Climate change, inequality, productivity. Covid has accelerated the need to get on top of our biggest challenges and the Ardern Government has the mandate to get on with it.
The first thing we need to see is a list of the big national outcomes this Government wants to promote.
It is hard to believe that there is nowhere that anyone can go to find a list of strategic objectives the Government wants to achieve.
Is merely addressing child poverty a priority, or solving it?
And is it more or less important than higher taxes or debt?
After we write down all the key things we want to achieve — the "outcomes" — the Government can formulate an approach to get there.
This is the strategy. It is the bit between the vision and the plan and is another area where New Zealand is struggling.
For over 30 years, our basic approach to achieve (non-specified) outcomes has been for the Government to hold down costs, spending and, theoretically at least, regulation, allowing individuals and businesses to strike their own path.
It has substantially achieved a fiscal outcome — New Zealand had one of the most enviable fiscal positions pre-Covid — and to varying degrees has given New Zealanders freedom to make their own decisions.
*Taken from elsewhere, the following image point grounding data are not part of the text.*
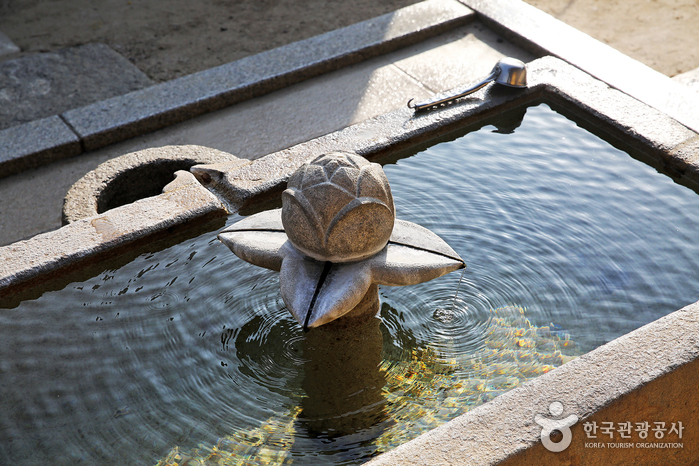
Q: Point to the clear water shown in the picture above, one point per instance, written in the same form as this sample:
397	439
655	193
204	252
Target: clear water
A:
188	353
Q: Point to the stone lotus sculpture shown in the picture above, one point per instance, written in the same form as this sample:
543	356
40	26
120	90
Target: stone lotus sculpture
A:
336	238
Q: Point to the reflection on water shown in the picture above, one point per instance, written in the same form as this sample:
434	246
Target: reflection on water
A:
188	356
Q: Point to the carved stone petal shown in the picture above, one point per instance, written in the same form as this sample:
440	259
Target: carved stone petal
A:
343	288
258	239
416	236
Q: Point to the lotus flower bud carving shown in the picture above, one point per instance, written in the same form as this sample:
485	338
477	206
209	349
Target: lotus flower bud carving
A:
338	208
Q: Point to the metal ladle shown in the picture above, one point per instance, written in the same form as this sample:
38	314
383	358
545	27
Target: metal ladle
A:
507	71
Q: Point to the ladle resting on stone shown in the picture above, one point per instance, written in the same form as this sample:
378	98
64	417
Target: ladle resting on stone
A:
335	239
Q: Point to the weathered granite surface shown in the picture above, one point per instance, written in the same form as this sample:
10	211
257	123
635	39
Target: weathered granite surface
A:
134	176
45	84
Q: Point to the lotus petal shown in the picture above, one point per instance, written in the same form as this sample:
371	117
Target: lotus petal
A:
360	230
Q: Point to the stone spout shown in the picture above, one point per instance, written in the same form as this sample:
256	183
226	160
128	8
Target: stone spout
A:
336	238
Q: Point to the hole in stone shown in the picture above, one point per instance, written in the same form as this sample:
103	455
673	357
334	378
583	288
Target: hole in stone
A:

But it has failed in almost every other category. New Zealand remains poorer, more unequal and with faster declining environmental performance than most other developed nations.
Outcomes for some groups, including Māori, are unacceptable.
So we need a new strategy. How are we going to achieve the things we know we all want (once we work out what they are)?
The most obvious way, and the one used by other small countries we can compare ourselves to, is to plan.
Planning is a fiendishly ambiguous term, but what it refers to here is understanding what the physical requirements are to achieve priorities and coming up with an approach to deliver them.
If ensuring everyone has a warm, dry home is a priority outcome, then how many homes do we need, where do we think they are needed, what sort of homes might they be and what other services like water and roads are needed to build them?
Planning will not capture everything. Most educational and health outcomes, for example, are less dependent on the physical environment than on intangibles like teaching and care.
But we can be equally sure that we will not achieve education and health outcomes without schools and hospitals as we are sure that schools and hospitals are not the only factor.
Planning is about giving New Zealand the physical platform for all economic, social, cultural and environmental wellbeing to be promoted.
Unfortunately, we cannot effectively plan in New Zealand.
The Resource Management Act (RMA) impedes long term planning by focusing on the immediate effects of development rather than the long term outcomes and is disaggregated from the funding needed to deliver infrastructure.
In its effort to stop overly-zealous national development planning from bankrupting the country and dictating private decisions, the RMA has decimated our ability to integrate public services, co-ordinate investment and achieve positive outcomes.
Ironically, and contrary to every intent of the Act, it has become a straitjacket for private development decisions and is now dictating what sort of homes people should have, where, and what they can do with their land.
The RMA will likely be replaced in this Government term, but it is not clear that planning can become an effective tool to promote public policy.
Recommendations from the recent resource management review panel include retaining planning as an environmental regulatory tool and separating strategic planning into its own Act.
Spatial plans agreed between central and local government would under this approach smash head on into a revised "RMA" with no certainty that national and regional priorities would prevail. We could just move into RMA 2.0.
What really needs to happen is for old-fashioned planning to be separated into its own Act, the same way it is in most countries.
That way, New Zealand can use planning the way it was meant to be used — to promote economic, social, cultural and environmental public policy objectives.
●The Government could lead the planning system with a set of prioritised national strategic outcomes. These would inform a long term spatial strategy to understand where growth is anticipated and what public services would be needed to meet both it and the outcomes.
●The Infrastructure Commission could develop its national infrastructure strategy to meet this challenge and regions could perform detailed planning and delivery.
●Environmental protection would get its own Act and bottom lines would protect both our natural and built environments from activities which harm our people and environment.
This is a much more coherent approach to achieving the things we all want to achieve. But to achieve it we have to leave the past behind us.
Our planning system needs a complete overhaul, not just from the perspective of resource management, but from the perspective of achieving individual, local and national policy priorities.
That is, after all, what we expect from our governing bodies.
- Hamish Glenn is Policy Director at Infrastructure New Zealand.